Sans répondre sur le fond de ses propos, Laurent Wauquiez a rétorqué face à Ruth Elkrief qu’il « a eu droit à quatre jours de défouloir médiatique ». « Je pense qu’il y a deux poids deux mesures », poursuit-il., avant d’évoquer le dérapage verbal d’Emmanuel Macron à Mayotte. « La droite a souvent fait l’objet de procès médiatiques. Ça ne m’impressionne pas. Ça ne me fera pas reculer », a lancé Laurent Wauquiez.

Le passage sur Nicolas Sarkozy, « c’est le seul que je regrette »

Quant à d’hypothétiques excuses, Laurent Wauquiez affirme qu’il n’y avait « pas une once de mépris envers les Français » dans ses propos, et estime donc ne pas devoir faire des excuses aux Français comme l’a demandé François de Rugy.

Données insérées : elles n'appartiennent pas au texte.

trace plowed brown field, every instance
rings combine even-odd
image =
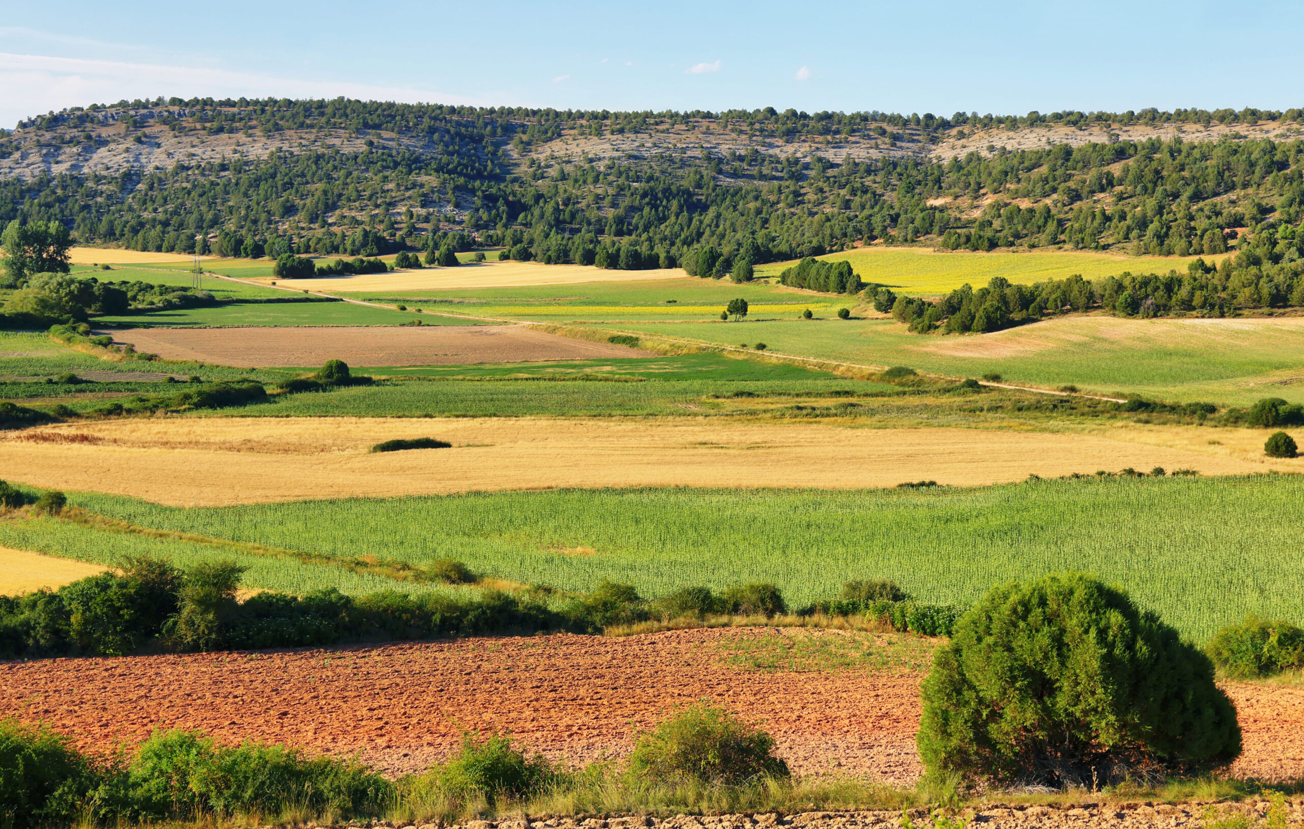
[[[922,675],[913,670],[755,671],[724,661],[734,637],[778,628],[606,639],[533,636],[338,650],[47,660],[0,666],[0,712],[43,720],[82,747],[200,727],[226,742],[360,753],[389,773],[446,757],[460,729],[510,730],[572,763],[621,756],[631,730],[702,697],[764,721],[805,774],[909,783]],[[819,636],[840,636],[824,631]],[[1234,684],[1245,731],[1239,776],[1304,776],[1304,690]]]
[[[166,360],[198,360],[241,369],[319,366],[471,365],[545,360],[651,357],[652,353],[536,331],[524,326],[133,328],[117,343]]]

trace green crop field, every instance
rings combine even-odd
[[[102,271],[94,267],[73,266],[74,275],[81,278],[94,276],[100,282],[147,282],[155,285],[173,285],[176,288],[190,288],[194,284],[194,275],[162,267],[149,266],[115,266],[111,271]],[[248,297],[287,296],[284,291],[250,285],[243,282],[232,282],[207,275],[203,278],[203,289],[219,300],[236,300]]]
[[[1048,279],[1064,279],[1081,274],[1084,279],[1118,276],[1123,271],[1133,274],[1167,274],[1187,270],[1194,257],[1121,257],[1084,250],[1000,250],[973,253],[969,250],[934,252],[930,248],[857,248],[831,253],[820,259],[838,262],[846,259],[865,282],[888,285],[898,293],[938,295],[951,292],[969,283],[974,288],[986,285],[992,276],[1004,276],[1012,283],[1033,284]],[[1209,257],[1209,261],[1218,257]],[[795,262],[777,262],[756,267],[758,276],[777,276]]]
[[[662,323],[622,331],[956,377],[998,373],[1045,387],[1245,405],[1304,401],[1304,319],[1118,319],[1069,317],[985,335],[910,334],[891,319]]]
[[[763,362],[717,352],[675,357],[629,357],[617,360],[574,360],[563,362],[507,362],[494,365],[402,366],[357,369],[372,377],[430,377],[449,379],[623,379],[623,381],[808,381],[837,379],[827,371],[799,365]],[[845,381],[844,381],[845,382]],[[857,383],[857,388],[865,383]],[[892,386],[870,383],[882,390]]]
[[[125,558],[150,555],[177,567],[201,562],[235,560],[248,567],[244,587],[303,594],[321,588],[336,588],[353,596],[377,590],[406,593],[446,590],[449,588],[412,581],[394,581],[370,574],[359,574],[330,564],[304,563],[296,558],[250,555],[231,546],[214,546],[179,538],[151,538],[133,533],[115,533],[53,519],[0,520],[0,546],[46,553],[95,564],[117,566]]]
[[[968,605],[994,584],[1082,570],[1204,639],[1251,611],[1304,618],[1295,560],[1304,531],[1281,520],[1301,498],[1301,477],[1254,476],[955,490],[552,490],[188,510],[98,494],[72,501],[154,529],[340,558],[452,557],[512,581],[588,589],[612,579],[648,596],[773,581],[801,605],[846,579],[891,577],[925,601]],[[14,541],[0,533],[0,544]],[[57,546],[53,536],[46,544]],[[575,547],[596,553],[563,553]]]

« Ce que j’ai dit devant les étudiants, je le redis de la même manière devant vous parce que j’assume. (…) J’assume les propos qui ont été les miens, je n’ai pas de double langage. »

Les seuls propos que regrette Laurent Wauquiez sont ceux visant Nicolas Sarkozy, à qui le chef de file des Républicains à présenter des excuses.